Incorporate Breaks into Your Schedule
Failing to create time blocks for lunch and breaks can lead to burnout, exhaustion, and loss of focus. To maintain maximum performance and effectiveness, be sure to include breaks in your calendar.
Schedule Everything, no Matter How Trivial
You might leave out things like checking social media or replying to emails because you feel they are not relevant. However, recent data from Statista shows that, on average, users spend 147 minutes on social media and 209 minutes on email each weekday.
Therefore, scheduling everything will ensure every minute is accounted for. This way, one schedule won’t bleed into the next.
Let Everyone Know Your New Work Habit
To avoid interruptions and unplanned work, make sure everyone in your circle understands what you’re doing. This will allow for better communication and workload management.
The 8 Best Time Blocking Apps
While you can use pen and paper to block your days, we recommend taking advantage of technology. These tools are convenient and easy to use, and simplify maintaining a weekly or monthly calendar.
Here are some of the top time-blocking apps:
- TimeBlocks – convenient schedule management on your smartphone.
- HourStack – visual schedules that are easy to track.

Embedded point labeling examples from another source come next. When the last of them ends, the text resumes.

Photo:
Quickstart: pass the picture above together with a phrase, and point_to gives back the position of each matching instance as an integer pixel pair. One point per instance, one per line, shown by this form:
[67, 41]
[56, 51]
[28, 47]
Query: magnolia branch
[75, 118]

- Traqq – identify distractions and get accurate estimates of exactly how much time you spend on each task.
- Clockwise – a smart calendar extension for smarter schedules.
- Google Calendar – a simple calendar app to customize time blocks.
- Planyway – team calendar for Trello.
- Plan – daily planner
- TickTick Premium – a to-do list app with a built-in time blocking feature and Pomodoro Technique.
Final Thoughts on Time Blocking
We all have busy lives and full calendars. It all boils down to controlling your calendar, so it doesn’t control you. Time blocking gives you a way to ensure you’re always working on the right tasks at the right time. In the end, you get to manage your time and life more effectively.